The increase in operating income in 2004 reflects the impact of the 2003 impairment charge, strong profit growth at American
Home Shield and TruGreen ChemLawn, a reduced level of operating loss in TruGreen LandCare and improved profits at
ServiceMaster Clean and Terminix, as well as a $4 million gain that TruGreen ChemLawn realized in the third quarter of 2004 from
the sale of a support facility.
2003 Impairment Charge
In the third quarter of 2003, the Company recorded a non-cash impairment charge associated with the goodwill and intangible
assets at its TruGreen LandCare business unit.
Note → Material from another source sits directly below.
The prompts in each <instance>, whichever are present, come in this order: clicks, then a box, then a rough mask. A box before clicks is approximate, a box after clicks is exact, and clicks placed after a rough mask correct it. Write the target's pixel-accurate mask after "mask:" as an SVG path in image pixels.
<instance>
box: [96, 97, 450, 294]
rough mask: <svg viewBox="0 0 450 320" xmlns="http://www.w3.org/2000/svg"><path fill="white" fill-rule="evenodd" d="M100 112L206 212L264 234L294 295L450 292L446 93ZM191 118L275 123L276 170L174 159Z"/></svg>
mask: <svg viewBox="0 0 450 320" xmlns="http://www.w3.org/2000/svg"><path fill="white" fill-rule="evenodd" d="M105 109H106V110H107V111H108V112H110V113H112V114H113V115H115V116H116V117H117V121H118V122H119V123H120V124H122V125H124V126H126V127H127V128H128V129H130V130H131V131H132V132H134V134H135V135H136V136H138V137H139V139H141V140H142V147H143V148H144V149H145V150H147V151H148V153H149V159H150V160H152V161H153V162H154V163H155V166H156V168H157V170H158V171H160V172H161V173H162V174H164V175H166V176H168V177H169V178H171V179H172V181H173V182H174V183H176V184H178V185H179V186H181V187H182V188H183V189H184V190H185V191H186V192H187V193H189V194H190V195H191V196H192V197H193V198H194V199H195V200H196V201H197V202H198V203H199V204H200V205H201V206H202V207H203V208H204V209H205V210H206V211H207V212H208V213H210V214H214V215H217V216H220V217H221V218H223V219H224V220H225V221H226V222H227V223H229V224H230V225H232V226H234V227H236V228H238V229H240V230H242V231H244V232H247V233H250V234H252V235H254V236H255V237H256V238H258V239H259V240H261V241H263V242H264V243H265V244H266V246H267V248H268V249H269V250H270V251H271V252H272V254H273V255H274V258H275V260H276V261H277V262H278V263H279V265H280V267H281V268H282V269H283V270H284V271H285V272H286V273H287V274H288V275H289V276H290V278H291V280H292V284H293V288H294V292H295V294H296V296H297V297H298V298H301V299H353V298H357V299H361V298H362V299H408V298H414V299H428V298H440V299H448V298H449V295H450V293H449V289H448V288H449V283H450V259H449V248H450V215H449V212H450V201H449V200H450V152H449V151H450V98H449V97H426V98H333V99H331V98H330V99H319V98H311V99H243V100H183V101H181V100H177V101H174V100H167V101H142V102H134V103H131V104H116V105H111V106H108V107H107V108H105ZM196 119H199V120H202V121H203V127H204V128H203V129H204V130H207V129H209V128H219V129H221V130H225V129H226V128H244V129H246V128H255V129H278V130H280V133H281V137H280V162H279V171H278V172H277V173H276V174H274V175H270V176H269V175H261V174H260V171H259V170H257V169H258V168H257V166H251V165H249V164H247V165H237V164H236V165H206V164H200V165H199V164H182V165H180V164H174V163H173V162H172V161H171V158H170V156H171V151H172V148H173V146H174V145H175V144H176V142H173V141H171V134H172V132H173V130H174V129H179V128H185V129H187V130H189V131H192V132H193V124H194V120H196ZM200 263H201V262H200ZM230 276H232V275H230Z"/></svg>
This charge, which is included in the results of continuing operations for 2003,
totaled $189 million pre-tax, $156 million after-tax, and $0.53 per diluted share. Also in the third quarter of 2003, the Company
recorded a non-cash impairment charge associated with the goodwill and intangible assets at its ARS and AMS operations. The
Company is currently holding these operations for sale, accordingly, the financial results for the ARS and AMS operations, as well
as the impairment charge related to these operations ($292 million pre-tax, $227 million after-tax), have been reclassified to
"businesses held pending sale and discontinued operations" for all periods.